For kids, going to school has never felt more uncertain than it does in fall 2021, as they enter their third school year affected by the COVID-19 pandemic. Will they be able to keep going to school or will their school shut down, as some already are? What if they get COVID, or what if they bring the Delta variant home to siblings too young to be vaccinated? Will they be okay?
Now more than ever, parents need to know how to help their kids navigate all the usual school stress, plus deal with the fear and uncertainty they face during the COVID-19 pandemic.
Kids are stuck in a ShouldStorm
Kids were already facing unprecedented pressure to excel in school at all costs, placed on them by the ShouldStorm: a culture of criticism and perfectionism in parenting that pressures parents and kids with all the things they should do or they will miss out in life.
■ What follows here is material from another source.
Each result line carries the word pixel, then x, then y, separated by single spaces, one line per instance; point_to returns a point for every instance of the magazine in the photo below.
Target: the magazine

The ShouldStorm tells kids they must succeed, but they must at the same time be happy and comfortable. It provides no guidance on how they should do both; then the ShouldStorm makes kids feel terrible when they fail at one or the other. And this ShouldStorm did not go away when the COVID pandemic hit–if anything the pressure on kids only got heavier.
Now, many kids are trying to protect their parents from their own feelings. They confess to me at visits that they are trying to be strong so their parents don’t worry about them. Others worry that they might get sick, and ten and eleven-year-olds anxiously await their chance to get their own vaccine. “A bunch of kids in my class are in quarantine,” one tells me, “will my school shut down again?” The fear is loneliness or the struggle of learning remotely. Yes, many kids did do just fine with the isolation and online learning, but the majority struggled in some way.
And that’s not counting the kids who developed new mental health concerns over the past year and a half. The statistics on the mental health of children are not encouraging right now.
What can parents do to support their kids?
Parents want to support their kids right now, but it can be hard to know what to do. Parents are stuck in their ownShouldStorm, which shames them by holding them fully responsible for their child’s wellbeing, emotionally, physically, academically, and spiritually. Even worse, parents are told they should support their child just right, or they might cause damage by saying the wrong thing. It’s a recipe for anxiety and insecurity; which is just what parents feel.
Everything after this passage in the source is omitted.